- A inteligência militar ucraniana (GUR) informou que a morte de um alto dirigente russo que luta ao lado de Kyiv foi encenada para evitar ordens de Moscou e expor os envolvidos; a operação teria rendido o prêmio de $500 mil pela “eliminação” de Denis Kapustin.
- Kapustin apareceu por videoconferência em uma briefing com o chefe da inteligência militar ucraniana, Kyrylo Budanov; segundo a GUR, a vida dele foi preservada e o círculo de mandantes foi identificado.
- A unidade Timur afirmou ter recebido fundos destinados pela inteligência russa para a execução do crime; Budanov parabenizou Kapustin e disse que os recursos foram usados para ajudar a luta.
- Drones ucranianos atacaram alvos energéticos e industriais em Krasnodar, Tatarstan e Kaluga, provocando incêndios na refinaria Ilskiy, em Almetyevsk e em Lyudinovo; Kyiv disse ter atingido Krasnodar e Tatarstan.
- Moscou e Kyiv se acusaram mutuamente por ataques a civis no fim de ano; Kherson registrou um morto e uma mulher de 87 anos ferida, enquanto instalações de ferrovia teriam sido atacadas em três regiões.
O serviço de inteligência militar da Ucrânia (GUR) afirmou ter encenado a morte de um líder aliado da Rússia para impedir que fosse eliminado por ordens de Moscou e para atrair os envolvidos no plano. A operação teria inclusive levado ao recebimento de meio milhão de dólares pela suposta liquidação. Denis Kapustin, também conhecido como Denis Nikitin, é líder do grupo Russo Volunteer Corps e da unidade Timur.
Segundo a GUR, a morte de Kapustin foi preparada para expor os integrantes das forças de serviços especiais russas que teriam articulado o crime. Kapustin apareceu por videoconferência em uma briefing com o chefe da inteligência ucraniana, Kyrylo Budanov, para confirmar que estaria vivo. A avaliação é de que a ação preservou a vida de Kapustin e expôs o suposto círculo de autores.
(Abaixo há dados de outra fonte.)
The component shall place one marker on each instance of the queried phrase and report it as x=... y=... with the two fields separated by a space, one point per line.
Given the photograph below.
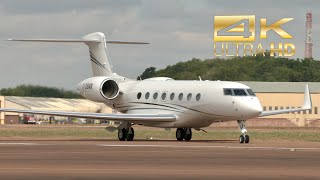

A Timur unit afirmou ter recebido parte dos recursos destinados pela inteligência russa para a execução do ato. Budanov, em vídeo, parabenizou Kapustin pela recuperação e citou que os recursos utilizados para ordenar a liquidação teriam sido destinados ao enfrentamento na Ucrânia.
Ação militar russa e ataques ucranianos
Drones ucranianos teriam atingido alvos de energia e indústria nas regiões russas de Krasnodar, Tatarstan e Kaluga durante a noite. Focos teriam incendiado a refinaria de Ilskiy, em Krasnodar, um depósito de energia em Almetyevsk e uma instalação industrial em Lyudinovo, Kaluga. A defesa ucraniana confirmou ataques a Krasnodar e a Tatarstan.
O conflito manteve acusações mútuas sobre ataques a civis em períodos de Ano Novo. Moscou informou um ataque em um hotel no território ocupado no sul da Ucrânia, enquanto Kyiv afirmou manter foco em alvos militares e energéticos. Em Kherson, o governador Oleksandr Prokudin informou morte de um homem e ferimentos em uma mulher de 87 anos.
Oleksiy Kuleba, vice-primeiro-ministro ucraniano, indicou que instalações férreas foram alvo em três regiões, sem detalhar quais. A divulgação ocorre em meio a uma sequência de ataques envolvendo ações no front e operações de inteligência entre os dois países.